Film of blue stuff looking cyan

We do have this picture that looks cyan, again from the gamut mapping group test images:

zCam-JedCam_blues.072560×786 91.4 KB

I find it interesting that while some images like this one are looking cyan in zCAM, many are not.

From a purely pragmatic perspective could we say that “it works” means we can point a camera at a scene and expect to see the colors on screen looking like they did to our eyes? Then the question would be whether the scene looked blue or cyan to the eye? If it looked cyan then we could say zCAM “works” and OpenDRT does not. Conversely if it looked blue then we could say OpenDRT “works” and zCAM does not. The one that is doing the better job at faithfully reproducing the color that the eye saw on set is the one that “works” practically. The file name has “f matas” is that a name or do we know who shot this? I wonder if we could confirm with them how it appeared on set to the eye?

This green bottle is an interesting example

The raw data sits well outside of both 709 and P3:

image681×726 75 KB

The image below shows:

• Left - ACES → 709 matrix | Exp -0.7 (to level match) | EOTF
• Middle - DRT_ZCAM_IzMh_v10_Blink
• Right - OpenDRT 0.0.90b4 (clamp disabled)

One thing I’d note here is that in both the simple Matrix and OpenDRT renderings, the hue of the liquid and the label on the front of the bottle both appear to be fairly similar. But if we look at the plot, they actually sit in pretty different positions.

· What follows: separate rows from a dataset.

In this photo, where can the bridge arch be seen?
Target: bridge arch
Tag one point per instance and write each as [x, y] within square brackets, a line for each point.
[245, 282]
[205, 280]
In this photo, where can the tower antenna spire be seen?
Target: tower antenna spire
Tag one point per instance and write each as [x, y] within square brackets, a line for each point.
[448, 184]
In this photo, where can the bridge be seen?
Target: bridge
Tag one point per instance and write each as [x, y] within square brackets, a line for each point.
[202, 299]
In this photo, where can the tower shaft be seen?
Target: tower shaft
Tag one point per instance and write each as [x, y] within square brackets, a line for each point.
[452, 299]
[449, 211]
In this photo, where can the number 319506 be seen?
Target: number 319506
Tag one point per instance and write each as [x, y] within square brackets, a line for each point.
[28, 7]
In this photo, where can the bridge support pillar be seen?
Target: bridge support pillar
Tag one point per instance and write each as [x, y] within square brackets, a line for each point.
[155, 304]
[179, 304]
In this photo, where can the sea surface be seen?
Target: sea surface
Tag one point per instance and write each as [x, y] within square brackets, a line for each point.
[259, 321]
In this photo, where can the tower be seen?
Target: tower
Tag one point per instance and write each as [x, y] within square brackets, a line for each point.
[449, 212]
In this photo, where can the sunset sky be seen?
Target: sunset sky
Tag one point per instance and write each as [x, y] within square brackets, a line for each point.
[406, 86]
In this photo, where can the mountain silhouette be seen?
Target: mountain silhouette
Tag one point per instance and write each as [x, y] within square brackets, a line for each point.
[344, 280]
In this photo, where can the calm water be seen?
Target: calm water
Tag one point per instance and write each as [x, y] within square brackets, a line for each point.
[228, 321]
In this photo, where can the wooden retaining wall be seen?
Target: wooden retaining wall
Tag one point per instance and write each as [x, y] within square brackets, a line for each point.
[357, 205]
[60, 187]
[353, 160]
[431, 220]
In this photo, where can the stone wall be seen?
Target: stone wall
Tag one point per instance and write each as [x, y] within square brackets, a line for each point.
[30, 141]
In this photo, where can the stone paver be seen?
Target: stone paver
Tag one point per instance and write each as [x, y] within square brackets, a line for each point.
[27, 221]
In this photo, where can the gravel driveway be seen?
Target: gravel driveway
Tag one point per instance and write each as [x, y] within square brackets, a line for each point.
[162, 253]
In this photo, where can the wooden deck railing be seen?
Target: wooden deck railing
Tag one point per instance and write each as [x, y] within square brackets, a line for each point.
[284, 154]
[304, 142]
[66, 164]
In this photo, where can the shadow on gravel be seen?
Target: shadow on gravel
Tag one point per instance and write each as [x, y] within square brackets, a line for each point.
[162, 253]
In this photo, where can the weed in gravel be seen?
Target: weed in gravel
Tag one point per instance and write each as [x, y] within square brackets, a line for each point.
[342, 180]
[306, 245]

Neither the simple Matrix+EOTF or OpenDRT really make an explict effort to compress down to the target display gamut, just clipping anything negative, which I assume is causing those two different greens to just collapse into eachother. Whilst DRT_ZCAM_IzMh is explictly trying to pull them back in along the M line to inside the display volume (although note, not completely inside with the current settings), but it is still maintaining speration between the liquid and the label, which are clearly different colours in reality.

As always, the question comes back to what did that liquid really look like to a human oberserver on the day?

greenBottle_DRT3up_chromaPlot_v001900×320 83.4 KB

I don’t think the issue here is what we see with blues going Cyan because of the way the ZCAM’s hue lines bend around towards cyan, as the ZCAM model’s hue lines around bottle’s run pretty straight when viewed like this:

image709×728 95.1 KB

Hello, I had rendered a while ago the biped jelly with an achromatic light in ACEScg but never bothered to upload it to the dropbox folder. With a simple Nuke setup such as the one below, you can colour the light in any possible way :

image1920×1108 384 KB

I basically just multiply with a blue constant colour the achromatic render and by using an OCIOColorSpace node, I can set this blue primary to be the sRGB blue primary. Here is the same setup with BT.2020 blue primary :

image1920×1108 371 KB

Here are the results using ACES 1.2 :
ACEScg render using a blue sRGB primary Area Light :

biped_jelly_blue_srgb1920×1080 59.4 KB

ACEScg render using a blue BT.2020 primary Area Light :

biped_jelly_blue_rec20201920×1080 54.7 KB

I have uploaded the (achromatic) AP0 exr here. For several reasons, I currently only have access to NC Nuke so unfortunately I cannot test these setups with ZCAM lzMh v10.

I know that a biped render can be hard to judge so I also did a more realistic render using 3d scans. It is using one achromatic light for the whole scene so the same Nuke setup can be used for different tests. Here are the results using ACES 1.2 :

Linear-sRGB achromatic render :

photographic_scene_output_srgb1920×1080 231 KB

Linear-sRGB render using a blue sRGB primary Light Bulb :

photographic_scene_bluesRGB_output_srgb1920×1080 161 KB

Linear-sRGB render using a blue BT.2020 primary Light Bulb :

photographic_scene_blue2020_output_srgb1920×1080 145 KB

I have uploaded the (achromatic) AP0 exr here. Kudos to Victor Pajot for the scans and @jmbihorel for the Asian CG model (beautiful original artwork available here).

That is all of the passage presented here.